Süper kahramanlık Eylül'e ne de yakışıyor
Dizideki favorim elbette hala
Eylül. Kendisine yapmadığı kalmayan Bahar’ı kurtarmaktan sevdiği adamın babasını
ameliyat etmeye, kaldırımda adamın kafasını matkapla delmekten hastanın
dalağına elini sokup onu ameliyathaneye yetiştirmeye cesaret edemeyeceği şey
olmayan Eylül’ün en çok Batmobile’ine binip olay yerinden hızla uzaklaşmasına
bayılıyorum. Bir krem kutusunu yıllarca saklayacak, lise arkadaşını ailesi
bilecek, kendisine yapılan bir iyiliği ömrü boyunca unutmayacak kadar hassas
bir kadın olan Eylül, konu mesleğine ve babaannesinin ölümünü aydınlatmaya olan
adanmışlığına gelince o kadar tavizsiz oluyor ki, hayranlıkla bakıyorum o güçlü
hallerine.
Don't mess with Esma
Eylül’ün en yakın arkadaşı Esma
ise onun tam tersi.
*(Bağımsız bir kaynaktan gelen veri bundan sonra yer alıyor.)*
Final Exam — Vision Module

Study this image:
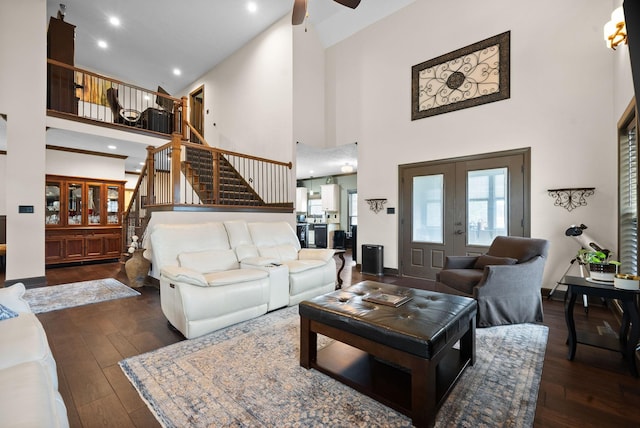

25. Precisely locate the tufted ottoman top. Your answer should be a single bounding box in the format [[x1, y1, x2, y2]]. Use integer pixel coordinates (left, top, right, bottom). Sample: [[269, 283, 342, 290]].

Eylül ne kadar güçlüyse Esma o kadar yumuşak kalpli, Eylül
ne kadar soğukkanlıysa Esma o kadar telaşlı. Buna rağmen şahane bir uyum var
aralarında, üstelik son bölümde gördük ki söz konusu Eylül olduğunda on kaplan
gücünde bir kadın çıkıyor Esma’nın içinden. ‘Ali Asaf’ı ilk ben gördüm, ilk ben
doktor oldum, her şeyi ben yaptım’ diye kafa ütüleyen Bahar Desidero’ya ‘Yürü
git, deli deli konuşma’ diye ağzının payını verdi önce, sonra elbette bununla
yetinmedi ve kendi deyimiyle nihayet yoldu Bahar’ı, ellerine sağlık. Her ne
kadar uğradığı saldırıya üzülsem de Bahar ve babası hala dizinin en ezik
karakterleri bana göre ve bu hallerinden tek yorulan ben değilimdir eminim.
Eylül’ün babaannesinin ölümünün
sırrını çözmeye bir adım daha yaklaştığı bir bölümün sonundan daha yeni
bölümlerde görüşmek üzere iyi seyirler dilerim.